Multi Robot Exercise

GSoC Final Submission

Project Overview

JdeRobot Academy hosts a number of exercises to teach students about robotics and AI. One such exercise was (single robot) amazon warehouse exercise using ROS Kinetic. Students, however, are abstracted from the complexities of the framework and they only need to code the algorithms.

My project JdeMultiBot was designed to extend the single robot Amazon warehouse exercise to implement a scalable, cooperative, multi-agent task and path planning system. Additionally, JdeMultiBot was intended to leverage the latest release of ROS2 (Foxy), using its features and giving students a chance to get acquainted with the new age of robotics. You are welcome to read the initial proposal.

Goals

The end goal of the project was to have a system of collaborating multi robots, in an indoor warehouse setting, in ROS2. But a direct jump from a single robot exercise in an EOL ROS version to using cutting edge navigation 2 features could have been huge. Hence, we decided to split our goals into 3 subgoals

  1. Porting Amazon Robot exercise from ROS Kinetic (16.04) to ROS Noetic (20.04)
  2. Making a new ROS2 Foxy amazon robot exercise with single robot
  3. Extending single robot exercise to a multirobot environment.

However, like there are side quests RPGs, these are some of the side goals that I had to finish in order to achieve our end goal.

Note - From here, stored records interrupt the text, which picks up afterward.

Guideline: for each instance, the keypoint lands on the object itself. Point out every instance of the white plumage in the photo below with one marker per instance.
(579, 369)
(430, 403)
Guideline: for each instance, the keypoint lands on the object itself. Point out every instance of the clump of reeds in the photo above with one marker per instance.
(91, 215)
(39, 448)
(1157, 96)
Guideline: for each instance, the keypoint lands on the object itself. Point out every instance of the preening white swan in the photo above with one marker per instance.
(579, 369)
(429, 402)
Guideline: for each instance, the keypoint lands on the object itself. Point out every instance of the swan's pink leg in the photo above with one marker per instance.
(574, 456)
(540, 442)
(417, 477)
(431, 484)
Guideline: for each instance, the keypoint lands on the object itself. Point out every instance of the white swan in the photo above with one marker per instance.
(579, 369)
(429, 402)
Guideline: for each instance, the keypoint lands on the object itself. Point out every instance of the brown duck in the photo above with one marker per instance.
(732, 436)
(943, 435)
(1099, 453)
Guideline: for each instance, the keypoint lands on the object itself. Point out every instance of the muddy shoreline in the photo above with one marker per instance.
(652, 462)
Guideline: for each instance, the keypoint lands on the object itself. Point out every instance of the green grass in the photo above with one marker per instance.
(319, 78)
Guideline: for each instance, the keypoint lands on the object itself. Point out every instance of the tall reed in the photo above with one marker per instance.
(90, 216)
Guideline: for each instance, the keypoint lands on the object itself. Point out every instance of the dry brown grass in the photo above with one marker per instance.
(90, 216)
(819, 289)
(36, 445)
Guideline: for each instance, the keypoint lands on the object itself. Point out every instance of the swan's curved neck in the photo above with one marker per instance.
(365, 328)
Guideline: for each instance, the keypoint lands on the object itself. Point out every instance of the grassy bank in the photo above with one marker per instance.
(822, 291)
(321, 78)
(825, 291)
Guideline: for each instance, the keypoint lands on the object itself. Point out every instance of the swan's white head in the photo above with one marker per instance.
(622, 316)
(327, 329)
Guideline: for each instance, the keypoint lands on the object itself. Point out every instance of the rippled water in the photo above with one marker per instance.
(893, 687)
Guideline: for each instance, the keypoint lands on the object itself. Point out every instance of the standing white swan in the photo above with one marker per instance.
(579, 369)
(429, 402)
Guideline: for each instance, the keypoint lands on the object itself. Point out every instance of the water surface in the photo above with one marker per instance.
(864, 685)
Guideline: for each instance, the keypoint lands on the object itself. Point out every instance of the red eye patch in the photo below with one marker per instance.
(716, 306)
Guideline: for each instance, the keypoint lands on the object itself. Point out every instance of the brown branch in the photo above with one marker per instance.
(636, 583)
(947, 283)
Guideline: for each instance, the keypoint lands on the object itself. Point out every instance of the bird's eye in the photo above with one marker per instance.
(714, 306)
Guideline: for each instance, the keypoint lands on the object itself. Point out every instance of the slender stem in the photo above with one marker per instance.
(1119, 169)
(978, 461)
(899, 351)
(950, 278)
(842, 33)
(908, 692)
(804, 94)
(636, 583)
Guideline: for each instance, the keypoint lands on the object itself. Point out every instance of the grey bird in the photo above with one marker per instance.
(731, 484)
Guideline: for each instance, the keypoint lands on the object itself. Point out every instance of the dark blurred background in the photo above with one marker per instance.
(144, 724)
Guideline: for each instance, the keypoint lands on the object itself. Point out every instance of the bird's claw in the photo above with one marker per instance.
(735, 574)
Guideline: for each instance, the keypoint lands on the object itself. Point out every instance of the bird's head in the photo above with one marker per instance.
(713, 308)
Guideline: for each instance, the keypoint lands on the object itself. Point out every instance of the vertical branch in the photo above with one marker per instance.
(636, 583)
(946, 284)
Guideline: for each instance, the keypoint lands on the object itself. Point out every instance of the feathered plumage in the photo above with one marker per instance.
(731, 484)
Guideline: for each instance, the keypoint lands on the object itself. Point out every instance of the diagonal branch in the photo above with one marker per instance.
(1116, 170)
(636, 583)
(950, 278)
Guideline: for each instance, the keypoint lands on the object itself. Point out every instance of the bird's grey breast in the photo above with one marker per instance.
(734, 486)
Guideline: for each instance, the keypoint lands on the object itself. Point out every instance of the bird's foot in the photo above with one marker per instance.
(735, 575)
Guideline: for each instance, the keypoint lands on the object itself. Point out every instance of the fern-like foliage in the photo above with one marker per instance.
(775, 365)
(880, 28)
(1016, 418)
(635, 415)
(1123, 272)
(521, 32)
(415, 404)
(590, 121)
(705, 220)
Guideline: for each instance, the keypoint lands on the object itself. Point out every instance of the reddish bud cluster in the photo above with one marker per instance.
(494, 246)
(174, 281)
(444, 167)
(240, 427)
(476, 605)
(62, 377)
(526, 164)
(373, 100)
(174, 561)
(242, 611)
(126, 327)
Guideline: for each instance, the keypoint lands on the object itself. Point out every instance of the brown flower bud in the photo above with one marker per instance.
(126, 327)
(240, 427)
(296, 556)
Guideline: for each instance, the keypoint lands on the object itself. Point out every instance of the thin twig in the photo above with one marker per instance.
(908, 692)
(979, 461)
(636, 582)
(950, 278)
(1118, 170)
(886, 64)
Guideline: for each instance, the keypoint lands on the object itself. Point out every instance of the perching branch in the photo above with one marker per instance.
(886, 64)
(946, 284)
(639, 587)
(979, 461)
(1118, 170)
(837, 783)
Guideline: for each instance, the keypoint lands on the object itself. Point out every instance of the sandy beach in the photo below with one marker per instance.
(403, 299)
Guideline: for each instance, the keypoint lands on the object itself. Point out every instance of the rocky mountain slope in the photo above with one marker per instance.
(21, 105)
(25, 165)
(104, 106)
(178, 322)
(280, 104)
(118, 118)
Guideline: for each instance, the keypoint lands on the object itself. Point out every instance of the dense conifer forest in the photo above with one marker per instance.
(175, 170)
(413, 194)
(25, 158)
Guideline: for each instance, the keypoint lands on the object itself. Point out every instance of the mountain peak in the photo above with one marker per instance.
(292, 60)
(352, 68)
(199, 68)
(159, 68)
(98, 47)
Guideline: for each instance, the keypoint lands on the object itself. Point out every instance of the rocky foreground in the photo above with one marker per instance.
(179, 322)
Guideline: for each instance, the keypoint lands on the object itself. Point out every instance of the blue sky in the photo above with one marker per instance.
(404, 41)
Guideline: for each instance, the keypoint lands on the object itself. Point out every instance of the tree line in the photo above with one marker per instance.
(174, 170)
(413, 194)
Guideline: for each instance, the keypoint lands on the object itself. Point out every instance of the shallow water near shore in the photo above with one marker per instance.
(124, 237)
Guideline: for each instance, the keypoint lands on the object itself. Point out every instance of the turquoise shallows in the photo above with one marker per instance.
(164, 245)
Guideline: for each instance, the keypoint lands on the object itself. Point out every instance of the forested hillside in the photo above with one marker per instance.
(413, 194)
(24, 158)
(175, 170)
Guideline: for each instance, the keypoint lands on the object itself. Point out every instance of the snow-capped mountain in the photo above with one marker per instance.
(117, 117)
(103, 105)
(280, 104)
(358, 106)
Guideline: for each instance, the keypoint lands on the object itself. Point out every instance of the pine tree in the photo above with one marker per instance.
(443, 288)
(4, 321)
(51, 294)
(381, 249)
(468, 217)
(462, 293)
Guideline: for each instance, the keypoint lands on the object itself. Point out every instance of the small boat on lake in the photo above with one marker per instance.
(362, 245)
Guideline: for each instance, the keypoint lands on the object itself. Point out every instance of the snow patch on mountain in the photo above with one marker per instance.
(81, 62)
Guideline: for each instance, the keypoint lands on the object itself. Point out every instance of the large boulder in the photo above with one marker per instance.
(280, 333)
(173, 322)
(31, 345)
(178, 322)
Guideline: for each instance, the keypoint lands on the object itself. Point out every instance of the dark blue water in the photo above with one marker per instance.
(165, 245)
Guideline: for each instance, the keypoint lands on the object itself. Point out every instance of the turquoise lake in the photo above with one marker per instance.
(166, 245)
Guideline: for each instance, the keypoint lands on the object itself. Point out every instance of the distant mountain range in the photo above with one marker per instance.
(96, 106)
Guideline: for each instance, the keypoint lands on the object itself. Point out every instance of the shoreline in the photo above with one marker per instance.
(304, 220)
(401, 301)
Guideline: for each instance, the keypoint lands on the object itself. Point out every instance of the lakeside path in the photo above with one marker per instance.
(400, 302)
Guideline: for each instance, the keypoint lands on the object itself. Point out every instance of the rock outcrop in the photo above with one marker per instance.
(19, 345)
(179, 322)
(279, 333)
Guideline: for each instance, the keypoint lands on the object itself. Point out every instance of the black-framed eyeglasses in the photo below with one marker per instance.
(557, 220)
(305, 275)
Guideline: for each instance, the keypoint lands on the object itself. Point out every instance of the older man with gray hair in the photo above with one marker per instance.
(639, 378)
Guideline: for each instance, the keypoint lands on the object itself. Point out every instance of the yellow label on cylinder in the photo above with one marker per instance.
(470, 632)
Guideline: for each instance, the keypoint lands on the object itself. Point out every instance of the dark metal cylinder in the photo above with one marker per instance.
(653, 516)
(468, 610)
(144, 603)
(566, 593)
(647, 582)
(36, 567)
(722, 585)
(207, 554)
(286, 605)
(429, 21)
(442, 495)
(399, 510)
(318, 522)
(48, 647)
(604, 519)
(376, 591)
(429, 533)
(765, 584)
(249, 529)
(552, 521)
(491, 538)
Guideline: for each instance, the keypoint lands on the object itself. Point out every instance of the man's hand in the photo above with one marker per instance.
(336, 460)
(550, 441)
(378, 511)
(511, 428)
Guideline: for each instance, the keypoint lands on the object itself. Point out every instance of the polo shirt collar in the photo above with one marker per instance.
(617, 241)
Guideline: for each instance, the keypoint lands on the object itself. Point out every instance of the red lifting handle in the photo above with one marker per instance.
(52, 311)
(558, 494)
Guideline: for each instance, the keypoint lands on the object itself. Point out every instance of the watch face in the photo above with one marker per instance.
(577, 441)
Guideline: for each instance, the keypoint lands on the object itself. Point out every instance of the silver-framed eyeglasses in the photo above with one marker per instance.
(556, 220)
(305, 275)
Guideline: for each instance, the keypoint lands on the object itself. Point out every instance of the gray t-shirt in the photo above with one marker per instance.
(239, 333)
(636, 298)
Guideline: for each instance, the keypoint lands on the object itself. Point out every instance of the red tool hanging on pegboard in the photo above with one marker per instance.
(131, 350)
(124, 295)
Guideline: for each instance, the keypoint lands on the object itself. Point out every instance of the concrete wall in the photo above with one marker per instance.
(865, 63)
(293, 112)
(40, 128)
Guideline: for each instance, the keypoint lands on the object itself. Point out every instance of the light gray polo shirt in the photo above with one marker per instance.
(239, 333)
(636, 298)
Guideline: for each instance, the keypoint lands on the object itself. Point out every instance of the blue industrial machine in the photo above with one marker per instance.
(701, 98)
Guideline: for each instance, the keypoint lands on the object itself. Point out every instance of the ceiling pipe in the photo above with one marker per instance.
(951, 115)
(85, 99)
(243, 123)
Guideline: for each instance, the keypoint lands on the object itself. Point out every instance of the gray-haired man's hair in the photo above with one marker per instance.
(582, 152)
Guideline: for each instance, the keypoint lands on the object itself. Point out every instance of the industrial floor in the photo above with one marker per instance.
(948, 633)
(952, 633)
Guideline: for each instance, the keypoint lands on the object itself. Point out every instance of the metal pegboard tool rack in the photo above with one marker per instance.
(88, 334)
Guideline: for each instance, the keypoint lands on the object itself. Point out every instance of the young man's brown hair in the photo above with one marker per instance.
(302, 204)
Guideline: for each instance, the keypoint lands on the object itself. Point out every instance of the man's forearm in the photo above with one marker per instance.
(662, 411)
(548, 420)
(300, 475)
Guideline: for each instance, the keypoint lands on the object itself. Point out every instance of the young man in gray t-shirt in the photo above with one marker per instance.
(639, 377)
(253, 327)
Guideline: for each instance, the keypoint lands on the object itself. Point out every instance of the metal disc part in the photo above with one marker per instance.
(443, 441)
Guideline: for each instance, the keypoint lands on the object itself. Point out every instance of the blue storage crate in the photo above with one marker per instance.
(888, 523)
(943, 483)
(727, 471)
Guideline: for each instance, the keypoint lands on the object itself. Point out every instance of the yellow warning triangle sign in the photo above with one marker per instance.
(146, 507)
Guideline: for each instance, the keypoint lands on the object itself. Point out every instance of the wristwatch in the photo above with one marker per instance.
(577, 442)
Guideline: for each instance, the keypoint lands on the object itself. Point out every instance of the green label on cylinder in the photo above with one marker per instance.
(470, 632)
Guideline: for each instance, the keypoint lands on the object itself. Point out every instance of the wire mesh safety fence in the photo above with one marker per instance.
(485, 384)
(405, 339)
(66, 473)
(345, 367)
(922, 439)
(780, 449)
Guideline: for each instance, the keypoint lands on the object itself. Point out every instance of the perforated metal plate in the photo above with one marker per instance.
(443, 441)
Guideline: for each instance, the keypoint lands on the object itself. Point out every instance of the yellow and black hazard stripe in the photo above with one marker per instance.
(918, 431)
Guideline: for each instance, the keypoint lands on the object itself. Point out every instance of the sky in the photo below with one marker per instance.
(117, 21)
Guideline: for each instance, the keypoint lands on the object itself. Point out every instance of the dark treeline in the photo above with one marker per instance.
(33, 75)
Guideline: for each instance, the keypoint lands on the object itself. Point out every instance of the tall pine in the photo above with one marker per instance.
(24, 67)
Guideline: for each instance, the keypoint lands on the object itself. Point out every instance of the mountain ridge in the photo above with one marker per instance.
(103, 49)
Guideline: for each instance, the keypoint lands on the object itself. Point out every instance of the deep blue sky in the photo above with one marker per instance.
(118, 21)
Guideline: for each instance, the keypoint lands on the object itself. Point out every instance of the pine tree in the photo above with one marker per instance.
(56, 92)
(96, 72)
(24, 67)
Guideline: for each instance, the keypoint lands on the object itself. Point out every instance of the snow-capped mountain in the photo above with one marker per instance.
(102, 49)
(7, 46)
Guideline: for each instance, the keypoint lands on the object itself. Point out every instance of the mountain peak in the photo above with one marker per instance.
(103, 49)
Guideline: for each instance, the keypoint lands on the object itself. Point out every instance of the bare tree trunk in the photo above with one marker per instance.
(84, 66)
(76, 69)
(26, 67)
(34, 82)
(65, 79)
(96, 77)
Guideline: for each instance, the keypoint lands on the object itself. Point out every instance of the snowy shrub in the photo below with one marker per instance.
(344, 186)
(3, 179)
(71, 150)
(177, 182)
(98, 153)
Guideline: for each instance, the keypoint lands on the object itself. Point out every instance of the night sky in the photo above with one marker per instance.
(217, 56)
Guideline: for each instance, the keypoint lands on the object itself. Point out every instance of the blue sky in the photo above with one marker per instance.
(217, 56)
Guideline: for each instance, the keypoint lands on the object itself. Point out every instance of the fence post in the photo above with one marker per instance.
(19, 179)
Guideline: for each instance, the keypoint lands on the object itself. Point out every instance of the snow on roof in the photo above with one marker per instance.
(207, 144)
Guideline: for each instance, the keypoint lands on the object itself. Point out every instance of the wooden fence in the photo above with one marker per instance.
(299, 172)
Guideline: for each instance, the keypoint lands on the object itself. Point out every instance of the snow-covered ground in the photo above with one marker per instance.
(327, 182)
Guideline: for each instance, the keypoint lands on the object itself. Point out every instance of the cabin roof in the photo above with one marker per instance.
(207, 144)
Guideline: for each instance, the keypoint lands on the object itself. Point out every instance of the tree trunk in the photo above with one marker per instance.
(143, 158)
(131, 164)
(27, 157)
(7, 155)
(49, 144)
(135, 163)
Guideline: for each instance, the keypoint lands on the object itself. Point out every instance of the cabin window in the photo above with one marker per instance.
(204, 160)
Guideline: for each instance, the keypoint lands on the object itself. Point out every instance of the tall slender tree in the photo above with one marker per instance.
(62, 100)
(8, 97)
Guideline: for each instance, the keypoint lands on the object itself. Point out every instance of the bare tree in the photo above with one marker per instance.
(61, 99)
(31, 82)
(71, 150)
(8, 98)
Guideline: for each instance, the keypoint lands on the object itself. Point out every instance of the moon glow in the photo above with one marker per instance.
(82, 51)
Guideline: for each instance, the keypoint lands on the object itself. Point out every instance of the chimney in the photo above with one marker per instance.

  1. Creating a custom robot and warehouse environment in Gazebo
  2. Making our robot move around using Navigation 2 stack
  3. Adding additional functionality to make our robot load and unload pallets
  4. Extending the environment to be used for multiple robots
  5. Making reproducible and portable code by using docker
  6. Designing exercises which are intuitive yet challenging for students.

Contributing

After getting the acceptance email, my first priority was to understand how Jderobot Academy is structured. To get a student’s perspective, I solved the Global Navigation exercise during the community bonding period. ROS1 released their newest version Noetic around this time and my next week went into investigating how to proceed with the porting. We also set up our meeting structure, a blog site for weekly progress and a dashboard for notes and scratchpad.

Period 1: ROS1 Kinetic → ROS1 Noetic

The exercise depended a lot of legacy code such as ICE and Comm, which are now completely replaced by ROS middleware. Moreover there is a major change from python2 to python3, which brakes many dependencies. In order to get around this, I wrote a python Connector package which acts as a glue between the old code and new code. In addition, some dependencies were ported and published on ROS distro deps.

After fixing some dependances and also creating a docker image, the exercise was successfully released.

Period 2: New ROS2 Amazon Robot framework

ROS2 has a completely different architecture than ROS1. Also, as this was going to be the first ROS2 exercise for Jderobot, we wanted to make sure that it provides an example of the exercises further to come. We decided to redesign the exercise from ground up.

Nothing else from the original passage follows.